Nao’s response is immediate and personal: “If we were going to the zoo tomorrow, I wouldn’t want to die.” It’s such a simple line, but it captures everything about her character. She doesn’t need grand reasons to exist. She just needs something to look forward to. A red panda. A trip. A conversation. A friend who knows what she really is.
Aki teases her about the red pandas. The mood lightens briefly. But the Kokoro reference hangs over the whole episode. A novel about isolation, hidden feelings, and the distance between people, now being discussed by two people who are literally not the people they appear to be. The layers are doing a lot of work here.

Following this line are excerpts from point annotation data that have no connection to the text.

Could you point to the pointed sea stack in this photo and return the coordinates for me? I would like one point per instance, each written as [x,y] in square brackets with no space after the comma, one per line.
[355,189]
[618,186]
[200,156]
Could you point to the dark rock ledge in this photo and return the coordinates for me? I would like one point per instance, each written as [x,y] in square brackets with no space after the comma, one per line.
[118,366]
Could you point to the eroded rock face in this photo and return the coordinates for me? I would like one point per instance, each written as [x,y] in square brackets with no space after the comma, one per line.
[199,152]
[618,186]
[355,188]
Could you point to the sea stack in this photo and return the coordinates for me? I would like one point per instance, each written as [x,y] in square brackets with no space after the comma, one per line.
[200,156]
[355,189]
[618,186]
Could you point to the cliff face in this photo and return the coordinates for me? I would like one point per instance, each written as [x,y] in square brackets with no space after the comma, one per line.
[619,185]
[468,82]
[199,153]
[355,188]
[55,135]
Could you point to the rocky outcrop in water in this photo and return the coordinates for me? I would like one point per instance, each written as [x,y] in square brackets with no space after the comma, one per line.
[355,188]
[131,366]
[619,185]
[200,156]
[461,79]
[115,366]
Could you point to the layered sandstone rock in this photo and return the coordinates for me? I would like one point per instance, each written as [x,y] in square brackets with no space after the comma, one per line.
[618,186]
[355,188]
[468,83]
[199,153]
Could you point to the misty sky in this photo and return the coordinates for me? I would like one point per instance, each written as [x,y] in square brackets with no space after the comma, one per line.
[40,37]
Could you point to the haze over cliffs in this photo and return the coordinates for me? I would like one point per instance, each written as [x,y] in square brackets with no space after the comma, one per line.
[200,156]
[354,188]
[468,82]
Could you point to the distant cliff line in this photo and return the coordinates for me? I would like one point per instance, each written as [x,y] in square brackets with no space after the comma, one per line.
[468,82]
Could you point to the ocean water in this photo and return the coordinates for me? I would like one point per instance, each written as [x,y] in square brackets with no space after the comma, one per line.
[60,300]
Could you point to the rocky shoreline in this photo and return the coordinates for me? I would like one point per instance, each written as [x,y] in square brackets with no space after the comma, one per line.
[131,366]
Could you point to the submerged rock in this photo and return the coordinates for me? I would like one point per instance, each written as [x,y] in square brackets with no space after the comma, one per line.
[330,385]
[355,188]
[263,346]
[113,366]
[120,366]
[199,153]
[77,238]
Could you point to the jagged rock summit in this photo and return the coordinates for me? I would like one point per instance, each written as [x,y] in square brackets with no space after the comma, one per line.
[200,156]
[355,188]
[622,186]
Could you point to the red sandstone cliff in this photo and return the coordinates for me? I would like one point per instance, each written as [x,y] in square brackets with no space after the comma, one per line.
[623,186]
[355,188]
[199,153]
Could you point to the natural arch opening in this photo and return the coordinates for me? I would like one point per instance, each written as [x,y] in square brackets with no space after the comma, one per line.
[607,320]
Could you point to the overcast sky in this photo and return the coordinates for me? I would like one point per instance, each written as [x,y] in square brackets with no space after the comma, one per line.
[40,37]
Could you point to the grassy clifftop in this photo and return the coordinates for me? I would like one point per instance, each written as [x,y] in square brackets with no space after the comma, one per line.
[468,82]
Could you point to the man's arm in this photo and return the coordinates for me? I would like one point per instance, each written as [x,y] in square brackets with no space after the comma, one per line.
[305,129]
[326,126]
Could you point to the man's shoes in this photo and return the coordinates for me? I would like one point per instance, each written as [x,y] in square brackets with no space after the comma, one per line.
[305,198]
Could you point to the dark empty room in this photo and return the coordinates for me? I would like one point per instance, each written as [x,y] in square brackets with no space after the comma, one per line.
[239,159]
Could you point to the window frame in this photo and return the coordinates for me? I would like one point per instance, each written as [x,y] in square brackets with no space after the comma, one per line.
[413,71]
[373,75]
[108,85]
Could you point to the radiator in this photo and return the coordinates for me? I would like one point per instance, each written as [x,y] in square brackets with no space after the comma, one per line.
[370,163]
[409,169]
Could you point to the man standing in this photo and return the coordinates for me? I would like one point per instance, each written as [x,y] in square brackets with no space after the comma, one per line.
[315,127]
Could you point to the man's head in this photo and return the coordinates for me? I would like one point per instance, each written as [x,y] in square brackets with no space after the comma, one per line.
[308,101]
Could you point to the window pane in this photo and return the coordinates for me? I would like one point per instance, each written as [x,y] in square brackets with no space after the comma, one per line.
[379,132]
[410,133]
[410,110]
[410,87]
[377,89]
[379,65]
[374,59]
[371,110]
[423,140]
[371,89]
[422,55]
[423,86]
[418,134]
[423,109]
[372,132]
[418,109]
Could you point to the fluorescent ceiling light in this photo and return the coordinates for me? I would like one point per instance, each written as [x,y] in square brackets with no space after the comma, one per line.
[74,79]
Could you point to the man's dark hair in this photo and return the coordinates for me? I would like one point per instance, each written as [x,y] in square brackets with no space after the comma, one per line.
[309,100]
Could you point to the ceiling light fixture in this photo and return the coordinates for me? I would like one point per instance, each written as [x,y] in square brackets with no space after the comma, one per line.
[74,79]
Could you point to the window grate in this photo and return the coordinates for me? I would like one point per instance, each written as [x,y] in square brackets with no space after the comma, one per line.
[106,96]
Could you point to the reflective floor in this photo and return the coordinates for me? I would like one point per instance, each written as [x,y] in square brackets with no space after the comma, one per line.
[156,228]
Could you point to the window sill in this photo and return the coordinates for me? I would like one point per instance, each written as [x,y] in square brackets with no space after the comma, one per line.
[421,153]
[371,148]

A Few Visual Moments Worth Mentioning
The stairwell scene where Aki confronts Nao uses the harsh overhead lighting and concrete walls to create a sense of exposure. Nao is backed into a corner, literally and figuratively. When they sit down to talk, the framing relaxes, but the dialogue stays intense.
The festival sequence is bathed in warm lantern light and deep blue evening tones. The contrast with the sterile school interiors is deliberate and effective. The moment where they both eat shaved ice and get brain freeze is framed like a reaction-shot comedy beat, but the warmth of it makes the later turn toward farewell hit harder.
There’s a recurring visual motif of Nao touching her hair throughout the episode. She forgets to put it up. She’s conscious of what the half ponytail means. Her hair becomes a quiet marker of her identity, or lack of one, depending on who’s looking.
Where This Leaves Things
By the end of the episode, Nao has found the one other person in the world who understands what she is. But Aki is already preparing to disappear. His purpose is finite. Shuuya’s revenge, whatever it entails, will mark the end of him.
Nao’s situation is the inverse. Sunao has already told her to go away permanently, but she hasn’t been fully dismissed yet. She’s in limbo. She has a friend who shares her secret, and she’s about to lose him before she even got to fully understand what that friendship means.
The episode ends on Aki’s line about revenge, leaving the specifics deliberately vague. We don’t know what Shuuya is planning. We don’t know how Aki fits into it. We don’t know if Nao will try to stop him, or if she even can.
What we do know is that two replicas spent an evening at a shrine festival, pretending to wear yukatas, eating shaved ice, and admitting they don’t want to lose each other. And that might be the most human thing either of them has ever done.